Participating Frequently
June 26, 2022

@Joel Cherney, thanks for your reply.

 

I'm not an expert in these things, so I apologize that that I don't understand everything you said. My english is not very good, too.

 

The simple reason why I need such a GREP code (if it can be arranged) is that it is kind of dull or boring when sentences located next to each other begin with the same word (unless it's poetry or a speech, where such repetition can be useful for rhetorical or poetic effect).

 

For example, imagine a biographical book about a musician or an actor, where every sentence begins with his or her name. That would be dull. That's why I wrote that simple example about Elvis, but it can be Lennon or anyone else.

 

What I need is a GREP code like this:

any word - some text in between - a punctuation that closes a sentence (a period, an exclamation or smth) - that word again (the one from the very beginning)

 

It is possible with GREP to locate duplicated words written by mistake next to eachother (which often happens), but I don't know how to modify that GREP code to suit my needs (if that's possible).

 

The code: \b(\w+)\b \1

 

@FRIdNGE, thank you for your reply.

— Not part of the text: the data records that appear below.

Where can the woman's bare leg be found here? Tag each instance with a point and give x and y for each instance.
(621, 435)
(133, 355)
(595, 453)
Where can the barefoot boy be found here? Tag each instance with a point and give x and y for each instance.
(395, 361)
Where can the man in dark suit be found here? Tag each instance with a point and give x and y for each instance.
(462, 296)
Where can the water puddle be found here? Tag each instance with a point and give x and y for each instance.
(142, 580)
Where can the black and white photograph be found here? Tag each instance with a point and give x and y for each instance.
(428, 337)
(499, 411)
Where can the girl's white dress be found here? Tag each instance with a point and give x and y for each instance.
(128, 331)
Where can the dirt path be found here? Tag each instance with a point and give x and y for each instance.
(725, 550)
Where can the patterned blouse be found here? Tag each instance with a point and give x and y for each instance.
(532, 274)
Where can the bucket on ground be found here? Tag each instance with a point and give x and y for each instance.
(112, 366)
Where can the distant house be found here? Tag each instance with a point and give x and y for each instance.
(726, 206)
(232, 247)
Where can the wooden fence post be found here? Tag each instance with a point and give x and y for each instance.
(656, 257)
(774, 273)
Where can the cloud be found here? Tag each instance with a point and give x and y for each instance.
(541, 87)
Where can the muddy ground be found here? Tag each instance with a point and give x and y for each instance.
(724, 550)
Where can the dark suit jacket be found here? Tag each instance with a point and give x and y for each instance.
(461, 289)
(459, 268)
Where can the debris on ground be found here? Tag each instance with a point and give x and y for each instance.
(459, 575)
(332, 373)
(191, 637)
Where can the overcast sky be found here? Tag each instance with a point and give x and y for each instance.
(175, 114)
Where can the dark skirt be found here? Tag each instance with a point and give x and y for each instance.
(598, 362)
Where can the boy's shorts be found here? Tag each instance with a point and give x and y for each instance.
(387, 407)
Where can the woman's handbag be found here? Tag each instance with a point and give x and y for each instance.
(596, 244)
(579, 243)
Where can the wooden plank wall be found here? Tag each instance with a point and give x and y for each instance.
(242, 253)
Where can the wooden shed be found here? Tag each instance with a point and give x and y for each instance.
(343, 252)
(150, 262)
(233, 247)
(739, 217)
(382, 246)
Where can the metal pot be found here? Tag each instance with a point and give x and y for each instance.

Unfortunately your code didn't work for me, but I appreciate it.

 

Peter Kahrel
Community Expert
Community Expert
June 27, 2022

@Sotir25004881oiei  Michel's code does work, though only with periods as sentence-final markers.

Joel Cherney
Community Expert
Community Expert
June 25, 2022

I don't think you can do that with GREP, actually. I think you'd need to parse the whole document. I can imagine doing it in Javascript, but not in a single GREP query. Is there a reason that you need to use regular expressions in particular? Or do you just need a tool, any tool that's not your eyeballs, to automate this editorial preference?